I found the following images on the internet that might help me illustrate these principles the next time I teach this book. (I previously talked about how I use this book to teach about white privilege here.)

From the comic strip xkcd on “pep rallies” (click to see original size):


This is a t-shirt you can buy at the Onion online store:


4 Comments leave one →
  1. May 26, 2009 1:45 am

    I don’t really see stuff like this as a big deal. I mean, people should not be taught that it is cool to trample on all out-group folks. But at the same time, the natural in-group bias… I think is more productive than it is harmful. The important thing seems to me to be to ensure everyone is part of an in-group, and that all in-groups are provided a minimum degree of resources to manage.

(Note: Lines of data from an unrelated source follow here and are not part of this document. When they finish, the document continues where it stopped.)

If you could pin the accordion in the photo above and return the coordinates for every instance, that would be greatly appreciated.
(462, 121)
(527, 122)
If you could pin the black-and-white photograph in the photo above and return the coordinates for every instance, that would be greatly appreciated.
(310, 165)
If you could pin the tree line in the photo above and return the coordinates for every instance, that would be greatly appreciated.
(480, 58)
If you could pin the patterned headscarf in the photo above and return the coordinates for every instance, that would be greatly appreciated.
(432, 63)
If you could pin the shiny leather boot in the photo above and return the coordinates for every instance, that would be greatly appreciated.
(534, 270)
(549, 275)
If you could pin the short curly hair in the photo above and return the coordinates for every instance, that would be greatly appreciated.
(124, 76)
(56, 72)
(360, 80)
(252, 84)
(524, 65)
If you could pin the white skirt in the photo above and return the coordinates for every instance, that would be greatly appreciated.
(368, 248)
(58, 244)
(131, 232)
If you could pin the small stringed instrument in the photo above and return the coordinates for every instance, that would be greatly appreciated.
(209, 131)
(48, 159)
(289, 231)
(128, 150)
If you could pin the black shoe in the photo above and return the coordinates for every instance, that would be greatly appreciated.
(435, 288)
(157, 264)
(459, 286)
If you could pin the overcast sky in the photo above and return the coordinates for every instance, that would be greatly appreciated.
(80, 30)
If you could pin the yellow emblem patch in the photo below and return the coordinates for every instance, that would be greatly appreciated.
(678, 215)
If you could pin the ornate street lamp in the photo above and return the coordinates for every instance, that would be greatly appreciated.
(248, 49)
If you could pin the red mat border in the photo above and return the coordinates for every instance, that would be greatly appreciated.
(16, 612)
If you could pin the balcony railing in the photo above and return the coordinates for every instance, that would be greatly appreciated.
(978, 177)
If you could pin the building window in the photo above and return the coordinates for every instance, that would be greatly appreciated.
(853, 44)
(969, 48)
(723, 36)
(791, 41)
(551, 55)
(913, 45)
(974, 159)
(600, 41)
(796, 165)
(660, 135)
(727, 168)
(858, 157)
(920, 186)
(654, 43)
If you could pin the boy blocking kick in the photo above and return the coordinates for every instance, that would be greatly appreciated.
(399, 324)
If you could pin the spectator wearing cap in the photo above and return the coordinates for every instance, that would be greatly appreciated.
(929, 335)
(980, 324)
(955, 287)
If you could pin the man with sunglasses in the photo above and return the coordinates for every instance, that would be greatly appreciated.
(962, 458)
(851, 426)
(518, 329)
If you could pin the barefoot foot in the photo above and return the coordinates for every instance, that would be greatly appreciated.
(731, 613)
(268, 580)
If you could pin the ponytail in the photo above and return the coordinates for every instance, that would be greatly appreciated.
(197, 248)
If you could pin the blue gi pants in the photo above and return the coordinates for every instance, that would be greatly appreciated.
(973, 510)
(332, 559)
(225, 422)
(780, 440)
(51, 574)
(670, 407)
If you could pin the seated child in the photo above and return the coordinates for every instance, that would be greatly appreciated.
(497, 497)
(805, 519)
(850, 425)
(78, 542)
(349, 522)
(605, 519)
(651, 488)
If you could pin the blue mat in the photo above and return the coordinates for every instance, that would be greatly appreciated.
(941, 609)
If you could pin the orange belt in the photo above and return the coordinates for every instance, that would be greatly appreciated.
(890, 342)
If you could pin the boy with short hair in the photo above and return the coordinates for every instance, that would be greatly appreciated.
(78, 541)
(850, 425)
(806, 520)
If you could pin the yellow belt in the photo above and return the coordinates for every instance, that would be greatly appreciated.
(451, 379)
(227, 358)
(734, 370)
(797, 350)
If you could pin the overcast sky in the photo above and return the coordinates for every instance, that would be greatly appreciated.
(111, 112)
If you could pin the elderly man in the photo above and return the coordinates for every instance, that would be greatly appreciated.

  2. missivesfrommarx permalink*
    May 26, 2009 11:51 am

    Sophia, I see having group identities as a condition of possibility for making society function—in that sense identities are enabling. However, I don’t think that we have a world where the resources available to each group are equal (and it doesn’t seem to be heading that way, either). I would allege that the gap between groups is increasing because of this in-group bias.

  3. May 26, 2009 1:28 pm

    Well it seems to me, aiming to distribute resources better is likely to be a more productive approach than aiming to change group loyalty.